Homework Help: Epsilon-limit proof for real number sequences

  1. Jan 18, 2010 #1
    1. The problem statement, all variables and given/known data
    Let {an} be a sequence of real numbers.
    Suppose an->L as n->∞. Prove that [(a1+a2+...+an)/n] ->L as n->∞.

    2. Relevant equations
    N/A

    3. The attempt at a solution
    By definition:
    an->L iff
    for all ε>0, there exists an integer N such that n≥N => |an - L|< ε.

    Given ε>0.
    I start with |[(a1+a2+...+an)/n] - L|. But I cannot think of a way to link this with |an - L| so I have no idea how to continue.

    Any help is appreciated! :)
     
  2. jcsd
  3. Jan 18, 2010 #2
    I think we may have to use the triangle inequality, but still I have no idea how to get into the exact the same form as |an - L|.

    Could someone help me, please?
     
    Last edited: Jan 18, 2010
  4. Jan 18, 2010 #3
    I don't get this part.

    In the hypothesis, we suppose an->L, so:
    for all εa>0, there exists an integer N such that n≥N => |an - L|< εa.

    So for example:
    Given ε>0. We can find N s.t. n≥N => |an-L|< ε/4

    But how come you have |(a1+...+an) / n|?

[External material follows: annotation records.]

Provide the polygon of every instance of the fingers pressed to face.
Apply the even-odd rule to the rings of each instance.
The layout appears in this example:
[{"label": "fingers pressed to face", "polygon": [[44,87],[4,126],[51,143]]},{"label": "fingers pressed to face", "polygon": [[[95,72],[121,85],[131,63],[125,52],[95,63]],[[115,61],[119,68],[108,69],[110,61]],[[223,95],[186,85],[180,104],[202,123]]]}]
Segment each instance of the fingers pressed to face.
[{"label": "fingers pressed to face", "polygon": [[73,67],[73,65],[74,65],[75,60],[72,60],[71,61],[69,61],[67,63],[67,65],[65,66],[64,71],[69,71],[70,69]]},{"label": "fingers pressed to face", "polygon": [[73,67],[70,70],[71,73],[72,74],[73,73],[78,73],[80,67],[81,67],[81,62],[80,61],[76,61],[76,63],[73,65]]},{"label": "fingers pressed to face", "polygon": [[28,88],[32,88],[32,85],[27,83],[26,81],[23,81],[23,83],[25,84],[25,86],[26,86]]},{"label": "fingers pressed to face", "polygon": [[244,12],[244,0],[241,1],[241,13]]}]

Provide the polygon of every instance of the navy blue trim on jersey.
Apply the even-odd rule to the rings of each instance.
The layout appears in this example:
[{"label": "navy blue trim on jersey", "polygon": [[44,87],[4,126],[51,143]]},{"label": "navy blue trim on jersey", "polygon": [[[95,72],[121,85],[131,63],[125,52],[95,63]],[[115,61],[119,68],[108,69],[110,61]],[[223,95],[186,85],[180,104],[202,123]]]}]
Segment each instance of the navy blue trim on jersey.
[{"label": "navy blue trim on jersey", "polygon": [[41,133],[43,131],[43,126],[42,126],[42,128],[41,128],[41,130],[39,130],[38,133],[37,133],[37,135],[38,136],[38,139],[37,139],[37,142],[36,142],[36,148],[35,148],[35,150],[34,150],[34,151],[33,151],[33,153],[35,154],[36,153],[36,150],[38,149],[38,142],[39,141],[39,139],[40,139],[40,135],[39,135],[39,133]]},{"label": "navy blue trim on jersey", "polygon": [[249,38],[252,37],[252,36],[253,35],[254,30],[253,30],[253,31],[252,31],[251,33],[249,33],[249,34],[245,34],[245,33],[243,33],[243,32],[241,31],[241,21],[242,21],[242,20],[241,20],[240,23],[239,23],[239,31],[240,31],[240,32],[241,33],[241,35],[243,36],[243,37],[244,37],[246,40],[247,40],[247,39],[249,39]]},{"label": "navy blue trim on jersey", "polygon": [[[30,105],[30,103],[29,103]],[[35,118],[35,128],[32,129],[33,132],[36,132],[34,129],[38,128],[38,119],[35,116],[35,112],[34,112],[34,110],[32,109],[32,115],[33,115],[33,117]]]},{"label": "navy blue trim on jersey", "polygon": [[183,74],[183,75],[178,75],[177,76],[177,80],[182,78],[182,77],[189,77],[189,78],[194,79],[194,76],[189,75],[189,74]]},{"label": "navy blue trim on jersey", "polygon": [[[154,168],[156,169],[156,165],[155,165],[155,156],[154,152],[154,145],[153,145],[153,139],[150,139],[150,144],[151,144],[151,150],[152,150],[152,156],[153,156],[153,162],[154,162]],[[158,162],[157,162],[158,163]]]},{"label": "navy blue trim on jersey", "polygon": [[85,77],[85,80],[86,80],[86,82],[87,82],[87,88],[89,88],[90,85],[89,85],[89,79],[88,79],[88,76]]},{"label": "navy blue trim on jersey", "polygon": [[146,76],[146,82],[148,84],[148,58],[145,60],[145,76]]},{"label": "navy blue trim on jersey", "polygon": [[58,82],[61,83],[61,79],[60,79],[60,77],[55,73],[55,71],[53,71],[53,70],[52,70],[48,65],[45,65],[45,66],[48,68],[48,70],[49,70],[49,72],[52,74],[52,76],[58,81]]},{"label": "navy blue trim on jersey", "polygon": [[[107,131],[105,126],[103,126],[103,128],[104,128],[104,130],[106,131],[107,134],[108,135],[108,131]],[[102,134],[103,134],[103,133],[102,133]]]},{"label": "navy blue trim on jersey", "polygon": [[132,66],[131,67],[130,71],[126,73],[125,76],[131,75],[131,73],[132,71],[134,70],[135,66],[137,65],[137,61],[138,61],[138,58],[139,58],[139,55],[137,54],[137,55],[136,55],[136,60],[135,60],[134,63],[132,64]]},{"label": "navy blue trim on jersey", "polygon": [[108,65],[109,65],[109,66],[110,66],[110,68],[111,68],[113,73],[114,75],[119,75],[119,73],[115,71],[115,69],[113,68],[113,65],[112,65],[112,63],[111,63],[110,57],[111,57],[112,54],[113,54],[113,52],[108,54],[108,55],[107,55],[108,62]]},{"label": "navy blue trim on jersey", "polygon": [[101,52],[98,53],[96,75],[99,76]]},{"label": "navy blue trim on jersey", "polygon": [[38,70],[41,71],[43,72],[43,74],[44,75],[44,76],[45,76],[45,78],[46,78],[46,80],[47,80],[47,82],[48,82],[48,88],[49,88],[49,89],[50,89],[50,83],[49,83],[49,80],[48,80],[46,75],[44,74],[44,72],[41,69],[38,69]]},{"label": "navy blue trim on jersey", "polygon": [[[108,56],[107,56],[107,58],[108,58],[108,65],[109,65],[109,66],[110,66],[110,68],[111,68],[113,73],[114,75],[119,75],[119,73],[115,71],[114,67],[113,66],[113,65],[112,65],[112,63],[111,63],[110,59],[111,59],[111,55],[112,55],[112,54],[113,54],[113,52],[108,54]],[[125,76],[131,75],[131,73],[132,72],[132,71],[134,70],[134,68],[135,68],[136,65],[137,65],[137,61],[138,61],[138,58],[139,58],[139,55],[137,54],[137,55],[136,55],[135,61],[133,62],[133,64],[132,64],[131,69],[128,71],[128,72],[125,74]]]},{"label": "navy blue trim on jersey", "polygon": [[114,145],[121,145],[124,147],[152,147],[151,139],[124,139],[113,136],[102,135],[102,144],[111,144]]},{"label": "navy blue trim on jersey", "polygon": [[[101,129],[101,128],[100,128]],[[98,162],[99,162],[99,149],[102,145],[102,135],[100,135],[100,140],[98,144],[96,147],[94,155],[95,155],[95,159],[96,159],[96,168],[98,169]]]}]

    Thanks for your help! :)
     
  5. Jan 18, 2010 #4

    LCKurtz

    User Avatar
    Science Advisor
    Homework Helper
    Gold Member

    It isn't. I must have been in a fog when I posted that and I have deleted it. Be back a little later.
     
  6. Jan 18, 2010 #5

    LCKurtz

    User Avatar
    Science Advisor
    Homework Helper
    Gold Member

    Given [itex]\varepsilon > 0[/itex] pick N such that if n > N then [itex]|a_n - L| < \varepsilon/ 4[/itex]. Now if n > N

    [tex]\left|\frac{a_1+...+a_n}{n}-L\right| = \left|\frac{a_1+...+a_n}{n}-\frac {nL}{n}\right|= \left|\frac{(a_1-L)+...+(a_n-L)} n\right|[/tex]

    [tex]= \left| \frac{(a_1-L)+...+(a_N-L)}{n}+\frac{(a_{N+1}-L)+...+(a_n-L)}{n}\right|[/tex]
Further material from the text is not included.